Most Node.js projects start the same way: a few routes, some middleware, maybe an ORM. A year later, the routes call the ORM directly, business logic lives in middlewares, and changing a database column requires touching six files.
The problem isn't the code — it's the architecture. Specifically, the absence of it.
The Dependency Problem
Express route handlers that directly import Prisma (or Mongoose, or pg) create a hidden coupling: your business logic depends on your infrastructure. When you want to test a use case, you need a database. When you want to swap Prisma for another ORM, you rewrite business logic.
The Dependency Inversion Principle says: high-level modules (business logic) should not depend on low-level modules (database drivers). Both should depend on abstractions.
// ❌ Route handler coupled to infrastructure
app.post("/orders", async (req, res) => {
const order = await prisma.order.create({
data: { userId: req.user.id, items: req.body.items },
});
await sendEmail(order.userEmail, "Order confirmed");
res.json(order);
});// ✅ Route delegates to a use case
app.post("/orders", async (req, res) => {
const result = await createOrder.execute({
userId: req.user.id,
items: req.body.items,
});
res.json(result);
});The Repository Pattern
A repository provides a collection-like interface to your persistence layer. It hides whether data lives in Postgres, Redis, or an in-memory map.
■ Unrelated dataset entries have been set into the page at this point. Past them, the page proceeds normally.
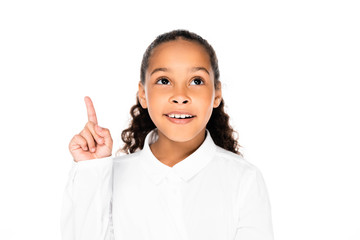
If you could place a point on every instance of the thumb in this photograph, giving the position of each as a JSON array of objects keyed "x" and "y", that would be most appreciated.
[{"x": 103, "y": 132}]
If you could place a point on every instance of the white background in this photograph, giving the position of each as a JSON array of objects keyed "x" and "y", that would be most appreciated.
[{"x": 290, "y": 75}]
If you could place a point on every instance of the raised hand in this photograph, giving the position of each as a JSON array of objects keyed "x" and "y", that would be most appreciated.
[{"x": 93, "y": 141}]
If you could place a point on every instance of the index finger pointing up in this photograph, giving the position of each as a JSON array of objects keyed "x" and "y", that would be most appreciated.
[{"x": 90, "y": 110}]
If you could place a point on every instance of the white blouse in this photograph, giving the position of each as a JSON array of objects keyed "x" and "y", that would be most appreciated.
[{"x": 213, "y": 194}]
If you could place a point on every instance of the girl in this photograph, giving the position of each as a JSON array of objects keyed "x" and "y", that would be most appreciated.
[{"x": 182, "y": 177}]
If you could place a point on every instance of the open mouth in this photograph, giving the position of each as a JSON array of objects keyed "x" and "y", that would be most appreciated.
[{"x": 179, "y": 116}]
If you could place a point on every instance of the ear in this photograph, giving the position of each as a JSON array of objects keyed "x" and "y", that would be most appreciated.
[
  {"x": 142, "y": 96},
  {"x": 218, "y": 95}
]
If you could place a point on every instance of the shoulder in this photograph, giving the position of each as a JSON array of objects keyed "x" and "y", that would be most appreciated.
[
  {"x": 234, "y": 163},
  {"x": 126, "y": 159}
]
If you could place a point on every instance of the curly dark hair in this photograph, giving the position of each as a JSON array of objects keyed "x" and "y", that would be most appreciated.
[{"x": 141, "y": 124}]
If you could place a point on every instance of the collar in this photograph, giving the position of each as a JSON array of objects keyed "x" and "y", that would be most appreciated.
[{"x": 184, "y": 169}]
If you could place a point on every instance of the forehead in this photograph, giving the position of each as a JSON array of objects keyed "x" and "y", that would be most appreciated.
[{"x": 179, "y": 53}]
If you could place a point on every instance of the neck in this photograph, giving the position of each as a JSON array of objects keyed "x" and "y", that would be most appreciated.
[{"x": 170, "y": 152}]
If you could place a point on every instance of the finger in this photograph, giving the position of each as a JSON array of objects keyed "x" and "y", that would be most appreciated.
[
  {"x": 96, "y": 136},
  {"x": 80, "y": 141},
  {"x": 89, "y": 139},
  {"x": 90, "y": 110},
  {"x": 105, "y": 133}
]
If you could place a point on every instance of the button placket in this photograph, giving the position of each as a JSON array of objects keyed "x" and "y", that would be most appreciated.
[{"x": 175, "y": 203}]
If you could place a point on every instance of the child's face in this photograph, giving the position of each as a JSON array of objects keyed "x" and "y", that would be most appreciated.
[{"x": 179, "y": 88}]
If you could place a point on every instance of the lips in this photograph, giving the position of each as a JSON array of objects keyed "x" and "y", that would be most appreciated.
[{"x": 179, "y": 112}]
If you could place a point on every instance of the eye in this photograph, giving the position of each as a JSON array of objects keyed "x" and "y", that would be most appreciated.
[
  {"x": 162, "y": 80},
  {"x": 198, "y": 80}
]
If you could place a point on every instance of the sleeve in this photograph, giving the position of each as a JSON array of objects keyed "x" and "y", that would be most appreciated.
[
  {"x": 254, "y": 218},
  {"x": 87, "y": 201}
]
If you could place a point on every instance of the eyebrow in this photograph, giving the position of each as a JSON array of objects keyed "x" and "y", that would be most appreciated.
[{"x": 194, "y": 69}]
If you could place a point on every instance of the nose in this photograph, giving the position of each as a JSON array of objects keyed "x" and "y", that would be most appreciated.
[{"x": 180, "y": 96}]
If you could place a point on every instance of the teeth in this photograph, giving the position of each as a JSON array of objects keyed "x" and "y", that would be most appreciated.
[{"x": 179, "y": 115}]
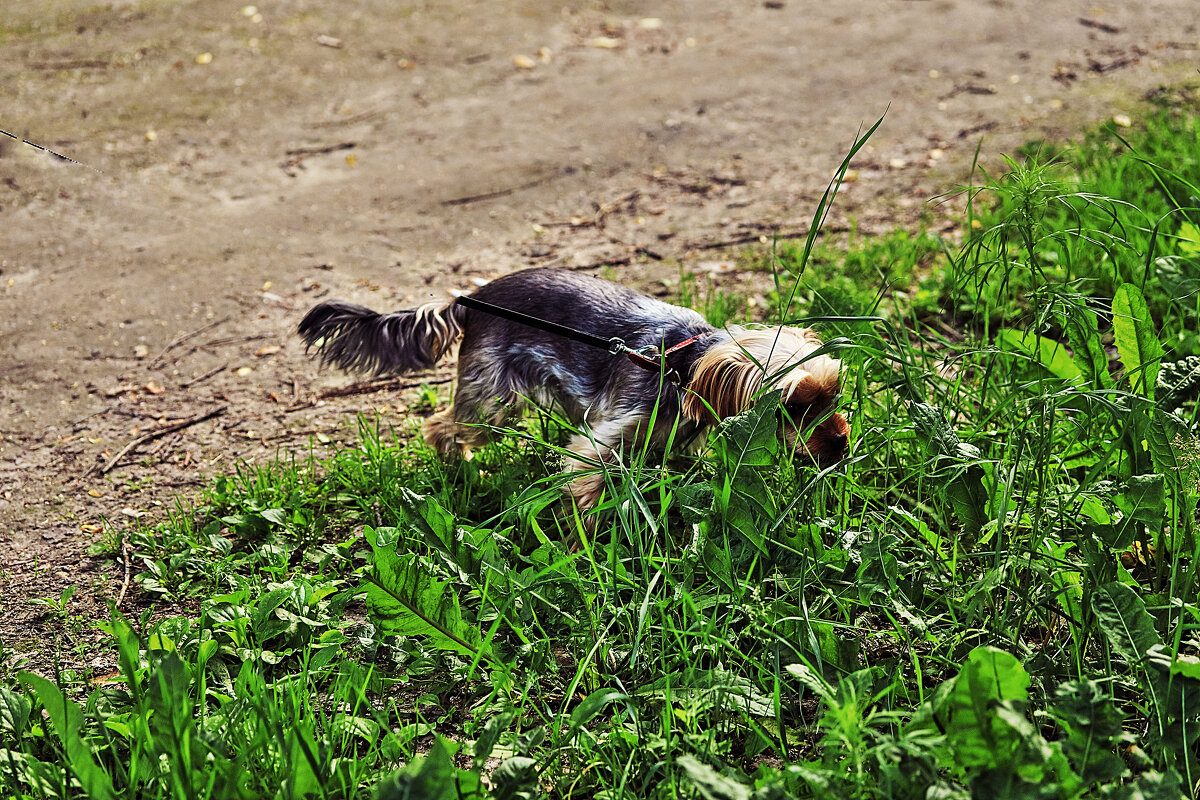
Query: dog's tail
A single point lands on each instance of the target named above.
(359, 340)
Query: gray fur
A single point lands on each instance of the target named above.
(359, 340)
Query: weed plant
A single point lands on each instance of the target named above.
(993, 596)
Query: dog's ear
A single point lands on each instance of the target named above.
(723, 384)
// The abstraction — lives in the domain layer
interface OrderRepository {
save(order: Order): Promise<void>;
findById(id: string): Promise<Order | null>;
findByUserId(userId: string): Promise<Order[]>;
}
// The implementation — lives in the infrastructure layer
class PrismaOrderRepository implements OrderRepository {
constructor(private readonly db: PrismaClient) {}
async save(order: Order): Promise<void> {
await this.db.order.upsert({
where: { id: order.id },
create: OrderMapper.toPersistence(order),
update: OrderMapper.toPersistence(order),
});
}
async findById(id: string): Promise<Order | null> {
const row = await this.db.order.findUnique({ where: { id } });
return row ? OrderMapper.toDomain(row) : null;
}
}The OrderMapper converts between the domain model (Order) and the persistence model (Prisma's generated type). Domain models should not be ORM entities — they should be plain classes or value objects with behavior.
Use Cases as Boundaries
A use case (application service) encapsulates a single unit of business logic. It depends only on domain objects and repository interfaces — never on Express, HTTP, or database clients.
class CreateOrder {
constructor(
private readonly orders: OrderRepository,
private readonly notifications: NotificationService,
private readonly events: EventBus,
) {}
async execute(input: CreateOrderInput): Promise<CreateOrderResult> {
const order = Order.create({
id: generateId(),
userId: input.userId,
items: input.items.map(LineItem.from),
});
if (!order.isValid()) {
throw new DomainError("Invalid order: minimum item count not met");
}
await this.orders.save(order);
await this.notifications.orderConfirmed(order);
this.events.publish(new OrderCreated(order));
return { orderId: order.id };
}
}This use case is unit-testable in isolation — pass in mock repositories and notification services, no database needed.
Folder Structure That Scales
src/
├── domain/
│ ├── order/
│ │ ├── Order.ts ← entity with behavior
│ │ ├── LineItem.ts ← value object
│ │ └── OrderRepository.ts ← interface
│ └── shared/
│ └── DomainError.ts
├── application/
│ └── order/
│ ├── CreateOrder.ts ← use case
│ └── CancelOrder.ts
├── infrastructure/
│ ├── persistence/
│ │ └── PrismaOrderRepository.ts
│ ├── email/
│ │ └── ResendNotificationService.ts
│ └── messaging/
│ └── RedisEventBus.ts
└── interface/
└── http/
└── routes/
└── orderRoutes.ts
The rule: dependencies only point inward. interface depends on application. application depends on domain. infrastructure depends on domain. domain depends on nothing.
When Not to Do This
This architecture pays off when:
- Multiple adapters are plausible (different databases, message brokers)
- Business logic is complex enough to warrant isolation
- The team has more than two people
For a CRUD API with two tables and no business rules, this is over-engineering. Start simple, extract boundaries when the complexity demands it. Architecture is a response to pressure, not a precondition.
The clearest signal it's time to restructure: your tests need a database to run, or changing an external dependency requires touching domain logic. Either of those is the architecture telling you something.